Imagine the labor it took to cross that vast distance and it’s easy to understand why the first European explorers—men who knew what crossing the Atlantic meant—used words like “ocean” and “sea” when they spoke of the grass.
It’s humbling to imagine those thousands of miles, and what filled them. Nowadays people think of prairies as empty and monotonous. But what they’re really thinking of is the cornfields that replaced the tallgrass. Corn ground is acre upon acre upon acre of row after row after row, all planted in one variety, of one thing, all at the same time.

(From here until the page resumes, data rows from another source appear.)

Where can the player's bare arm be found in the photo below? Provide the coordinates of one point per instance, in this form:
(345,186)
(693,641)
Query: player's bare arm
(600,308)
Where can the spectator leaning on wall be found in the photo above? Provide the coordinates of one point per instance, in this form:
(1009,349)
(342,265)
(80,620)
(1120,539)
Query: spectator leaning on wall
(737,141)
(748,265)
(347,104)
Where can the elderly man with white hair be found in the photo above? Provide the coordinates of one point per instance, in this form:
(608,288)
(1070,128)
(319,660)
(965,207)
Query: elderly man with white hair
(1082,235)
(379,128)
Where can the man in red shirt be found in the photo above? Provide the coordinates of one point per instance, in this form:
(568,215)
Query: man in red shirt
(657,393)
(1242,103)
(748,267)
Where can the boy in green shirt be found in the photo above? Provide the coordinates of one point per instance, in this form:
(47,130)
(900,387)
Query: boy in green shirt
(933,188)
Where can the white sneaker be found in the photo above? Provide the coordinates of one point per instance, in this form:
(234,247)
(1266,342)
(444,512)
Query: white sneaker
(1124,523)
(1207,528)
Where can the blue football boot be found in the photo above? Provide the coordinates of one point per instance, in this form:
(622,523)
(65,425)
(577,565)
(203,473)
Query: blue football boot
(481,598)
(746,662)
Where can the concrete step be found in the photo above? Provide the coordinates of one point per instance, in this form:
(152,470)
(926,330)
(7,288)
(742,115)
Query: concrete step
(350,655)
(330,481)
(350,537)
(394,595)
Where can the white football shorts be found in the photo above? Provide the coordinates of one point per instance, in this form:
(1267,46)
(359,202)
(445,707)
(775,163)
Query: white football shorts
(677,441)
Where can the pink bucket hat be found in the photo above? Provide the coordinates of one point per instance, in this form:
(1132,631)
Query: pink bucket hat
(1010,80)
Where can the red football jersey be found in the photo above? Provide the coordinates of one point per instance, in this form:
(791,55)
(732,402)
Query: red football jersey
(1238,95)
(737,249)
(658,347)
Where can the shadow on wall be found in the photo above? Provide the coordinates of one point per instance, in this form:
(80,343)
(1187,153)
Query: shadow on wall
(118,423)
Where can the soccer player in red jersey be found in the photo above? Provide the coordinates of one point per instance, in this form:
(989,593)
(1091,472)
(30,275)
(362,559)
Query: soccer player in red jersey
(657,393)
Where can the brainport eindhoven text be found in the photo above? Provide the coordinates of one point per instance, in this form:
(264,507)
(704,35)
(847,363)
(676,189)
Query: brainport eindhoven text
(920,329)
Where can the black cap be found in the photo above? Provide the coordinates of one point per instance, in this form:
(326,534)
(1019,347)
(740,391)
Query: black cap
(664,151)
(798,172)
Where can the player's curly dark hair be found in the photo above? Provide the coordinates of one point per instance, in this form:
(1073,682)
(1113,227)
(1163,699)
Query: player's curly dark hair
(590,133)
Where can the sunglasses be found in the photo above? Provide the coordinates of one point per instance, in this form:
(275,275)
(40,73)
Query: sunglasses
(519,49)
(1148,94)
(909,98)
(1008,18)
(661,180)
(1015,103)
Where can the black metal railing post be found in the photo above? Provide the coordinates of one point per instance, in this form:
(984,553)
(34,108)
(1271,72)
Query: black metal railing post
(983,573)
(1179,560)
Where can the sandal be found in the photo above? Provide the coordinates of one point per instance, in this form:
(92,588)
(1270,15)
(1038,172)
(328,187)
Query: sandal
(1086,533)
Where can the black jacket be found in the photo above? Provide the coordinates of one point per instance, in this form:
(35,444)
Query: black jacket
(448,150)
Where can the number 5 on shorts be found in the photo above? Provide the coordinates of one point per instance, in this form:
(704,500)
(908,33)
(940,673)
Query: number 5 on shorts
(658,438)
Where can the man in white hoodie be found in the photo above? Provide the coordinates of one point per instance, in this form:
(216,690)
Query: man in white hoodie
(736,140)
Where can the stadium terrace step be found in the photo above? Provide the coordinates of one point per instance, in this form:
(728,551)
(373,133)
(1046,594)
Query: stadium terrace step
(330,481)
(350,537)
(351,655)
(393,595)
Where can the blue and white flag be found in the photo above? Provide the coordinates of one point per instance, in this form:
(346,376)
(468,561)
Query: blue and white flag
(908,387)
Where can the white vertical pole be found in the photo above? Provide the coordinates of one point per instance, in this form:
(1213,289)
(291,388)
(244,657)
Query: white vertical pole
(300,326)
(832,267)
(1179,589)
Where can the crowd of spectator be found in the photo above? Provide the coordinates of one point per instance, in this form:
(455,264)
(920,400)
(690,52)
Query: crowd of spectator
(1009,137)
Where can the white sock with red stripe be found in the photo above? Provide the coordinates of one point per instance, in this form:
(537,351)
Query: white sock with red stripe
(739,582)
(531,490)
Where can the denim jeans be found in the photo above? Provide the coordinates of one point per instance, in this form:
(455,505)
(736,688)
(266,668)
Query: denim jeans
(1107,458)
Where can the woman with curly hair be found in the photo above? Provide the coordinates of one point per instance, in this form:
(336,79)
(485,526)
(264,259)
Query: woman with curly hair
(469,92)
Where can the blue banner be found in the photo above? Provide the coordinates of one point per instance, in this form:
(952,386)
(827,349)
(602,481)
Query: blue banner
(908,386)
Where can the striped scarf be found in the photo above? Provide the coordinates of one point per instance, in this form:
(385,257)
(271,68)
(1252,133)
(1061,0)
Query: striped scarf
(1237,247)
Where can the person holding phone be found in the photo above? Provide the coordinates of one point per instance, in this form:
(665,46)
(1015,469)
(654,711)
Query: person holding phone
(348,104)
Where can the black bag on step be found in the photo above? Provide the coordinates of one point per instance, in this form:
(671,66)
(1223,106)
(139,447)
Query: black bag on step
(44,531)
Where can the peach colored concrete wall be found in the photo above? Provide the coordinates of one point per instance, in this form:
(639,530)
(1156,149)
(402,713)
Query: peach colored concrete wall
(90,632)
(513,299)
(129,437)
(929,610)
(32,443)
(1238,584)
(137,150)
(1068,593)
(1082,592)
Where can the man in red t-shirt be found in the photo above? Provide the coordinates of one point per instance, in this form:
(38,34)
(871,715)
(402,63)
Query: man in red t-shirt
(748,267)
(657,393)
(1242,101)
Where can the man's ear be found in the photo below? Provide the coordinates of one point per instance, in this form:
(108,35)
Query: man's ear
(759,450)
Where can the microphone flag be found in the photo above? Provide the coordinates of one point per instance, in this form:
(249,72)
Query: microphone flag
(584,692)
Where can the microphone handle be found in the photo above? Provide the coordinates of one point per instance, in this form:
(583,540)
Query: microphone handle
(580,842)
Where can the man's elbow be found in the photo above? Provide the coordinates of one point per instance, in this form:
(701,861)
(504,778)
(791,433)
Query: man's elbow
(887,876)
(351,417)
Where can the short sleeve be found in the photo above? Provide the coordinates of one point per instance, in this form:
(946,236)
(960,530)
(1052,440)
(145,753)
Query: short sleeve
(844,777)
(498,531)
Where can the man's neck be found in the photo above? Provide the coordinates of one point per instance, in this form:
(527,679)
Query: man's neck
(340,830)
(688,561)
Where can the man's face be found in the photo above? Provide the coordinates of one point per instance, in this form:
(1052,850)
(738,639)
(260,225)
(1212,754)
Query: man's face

Corn ground is more a growing medium than it is soil, having been drenched in enough pesticide and herbicide to kill all the microbes that let the soil live. In
The Omnivore’s Dilemma,
Michael Pollan calls such land “food deserts”—producers of a volume of calories that must be processed by industry or used to feed livestock prior to human consumption. Anything growing on corn ground—except for corn—is a mistake.
Prairie is this: Twelve-foot-high big bluestem. Blazing stars. Sky blue aster. Purple coneflower, also called echinacea. Poppy mallow and downy gentian. It’s 230 species crowded onto a tiny, remnant “postage stamp” prairie. A prairie is marshes, filled with crayfish and ornate box turtles. It’s a silent sky, exploding with a flight of grouse. It’s dust tossed in billows by wallowing bison. It’s prairie fire sending smoke to redden, then blacken, the summer sun; it’s snow in drifts that can bind and kill entire herds of elk. Though the early explorers described what they saw as an ocean, their word “prairie” came from the French or Belgian name for a park or a grassy orchard.
That’s
a prairie—a place that invokes both ocean and garden, both the wildest place and the tamest. And that’s what Twain remembered—a lonely place, but also one replete and bounteous, a place whose sounds and smells and tastes remained with him all through his life.
Today prairie is also, very often—too often—much like what’s in front of me at the moment: a display, nearly a zoo. This tiny patch of grassland, acquired and maintained for the express purpose of preserving the prairie chickens, needs constant human care and attention. Without periodic burns and occasional grazing by hired local cattle to replicate prairie fires and bison, short invasive grasses could, and would, overwhelm Prairie Ridge. Keeping this place “natural” is damned hard work.